¿Ya es hora? ¡No puede
ser! me dije desperezándome. Me froté los ojos con los puños tras estirarme
con un sonoro bostezo. Ya sé que la imagen no es muy regia, pero es que ese
sambenito —y los nombres, el origen, el número y las ofrendas— nos lo colgaron
más tarde, por conveniencias ajenas. Eso nos encumbró a la fama, cierto. Durante
varios siglos fuimos los reyes, los auténticos reyes. Hasta que las
multinacionales, una multinacional en realidad, ¡maldita sea su estampa!, cogió
otra tradición, la adaptó a su manera —y, sobre todo, al color de su logo— y se
inventó al gordo de los renos, dejándonos a todos helados. Pero eso es lo que
tiene el capitalismo salvaje. ¿Funciona, no? Pues entonces, ya está bien.
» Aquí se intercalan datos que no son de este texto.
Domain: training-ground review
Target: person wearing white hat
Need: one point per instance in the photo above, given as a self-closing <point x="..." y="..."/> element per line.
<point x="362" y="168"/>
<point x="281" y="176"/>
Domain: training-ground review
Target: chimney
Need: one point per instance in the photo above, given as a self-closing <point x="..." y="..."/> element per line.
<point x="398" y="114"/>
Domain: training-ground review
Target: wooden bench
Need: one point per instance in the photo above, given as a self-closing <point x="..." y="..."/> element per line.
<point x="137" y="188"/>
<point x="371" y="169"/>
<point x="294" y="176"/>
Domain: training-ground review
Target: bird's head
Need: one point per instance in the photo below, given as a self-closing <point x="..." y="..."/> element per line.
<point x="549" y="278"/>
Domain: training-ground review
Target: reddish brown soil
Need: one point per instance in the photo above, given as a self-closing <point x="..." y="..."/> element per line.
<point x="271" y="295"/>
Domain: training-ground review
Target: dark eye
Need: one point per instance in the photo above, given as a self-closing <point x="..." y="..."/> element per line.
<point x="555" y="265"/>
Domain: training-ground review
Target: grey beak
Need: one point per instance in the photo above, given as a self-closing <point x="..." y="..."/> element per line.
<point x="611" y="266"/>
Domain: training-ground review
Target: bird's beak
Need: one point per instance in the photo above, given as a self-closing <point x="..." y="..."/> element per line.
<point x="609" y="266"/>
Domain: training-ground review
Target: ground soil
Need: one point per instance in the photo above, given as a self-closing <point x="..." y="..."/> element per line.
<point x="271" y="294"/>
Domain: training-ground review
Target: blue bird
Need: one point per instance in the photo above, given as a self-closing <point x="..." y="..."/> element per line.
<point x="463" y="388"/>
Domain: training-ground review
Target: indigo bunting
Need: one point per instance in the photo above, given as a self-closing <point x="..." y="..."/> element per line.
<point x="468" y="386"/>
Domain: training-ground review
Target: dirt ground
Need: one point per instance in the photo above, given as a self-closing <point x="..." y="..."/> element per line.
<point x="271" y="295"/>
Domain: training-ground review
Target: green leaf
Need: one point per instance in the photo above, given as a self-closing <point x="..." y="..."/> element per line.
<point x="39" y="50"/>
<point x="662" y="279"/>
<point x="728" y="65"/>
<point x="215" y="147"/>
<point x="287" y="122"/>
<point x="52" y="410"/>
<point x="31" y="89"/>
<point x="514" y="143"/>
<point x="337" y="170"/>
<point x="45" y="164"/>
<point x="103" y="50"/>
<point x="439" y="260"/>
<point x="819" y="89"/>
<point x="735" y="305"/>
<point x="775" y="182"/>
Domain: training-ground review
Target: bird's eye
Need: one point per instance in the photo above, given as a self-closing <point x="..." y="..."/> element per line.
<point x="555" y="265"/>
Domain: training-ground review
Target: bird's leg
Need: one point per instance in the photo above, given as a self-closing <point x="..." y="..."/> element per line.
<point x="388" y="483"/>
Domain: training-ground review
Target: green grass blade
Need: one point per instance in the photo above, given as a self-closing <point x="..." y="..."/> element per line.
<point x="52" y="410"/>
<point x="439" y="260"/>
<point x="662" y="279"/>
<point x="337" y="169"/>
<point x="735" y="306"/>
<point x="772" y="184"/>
Bueno, que me voy del tema. Allí estaba yo, con la peste a animales
y a paje mal duchado, como de costumbre, cuando sonó la alarma. Se suponía que
era la de “Vete preparando que hay que llevar el oro al portal, que ha nacido
el niño Jesús y todo eso”. Ya me imaginaba la sucia mano de algún niño
manoseándome en el belén, haciendo avanzar despacito mi dromedario —porque es
un dromedario, sí. ¡UNA joroba! ¡El bicho tiene UNA joroba! Si tuviese dos,
sería camello; pero tiene una. Repetid conmigo: dos, camello; una, dromedario.
¡Y me importa un bledo lo del paquetito de tabaco! ¿Vale?—. Pues eso. Que ya
estaba disponiéndome a realizar mis abluciones cuando noté que la cosa no iba
bien. No se escuchaban los ruidos de los dromedarios, las riñas de los chavales
ni los quejidos de Baltasar —Gaspar siempre ha sido muy discreto—. Ni siquiera
estaban encendidos los ordenadores —sí, nos hemos modernizado y aceptamos
cartas por correo electrónico, que hay que ahorrar papel. Por lo de los bosques
y todo eso—. Así que abrí un poco los ojos para mirar con disimulo... y como
platos cuando vi al Espíritu de la Navidad plantado delante de mí, todo
trajeado en negro, con una de esas carteras que parecen dos solapas cogidas por
una cremallera apoyada en su antebrazo izquierdo y en el pecho, donde hubiera
tenido que estar el corazón, y con esa mirada de inspector de hacienda que
tanto acojona.
—Buenos días—. Al menos, educado, pensé—. ¿Es usted la
figurita de belén conocida como ahhh... —leyó por encima de la montura negra de
pasta un expediente plagado de sellos oficiales que había sacado del portafolio—
su Majestad, Rey Mago de Oriente, Melchor?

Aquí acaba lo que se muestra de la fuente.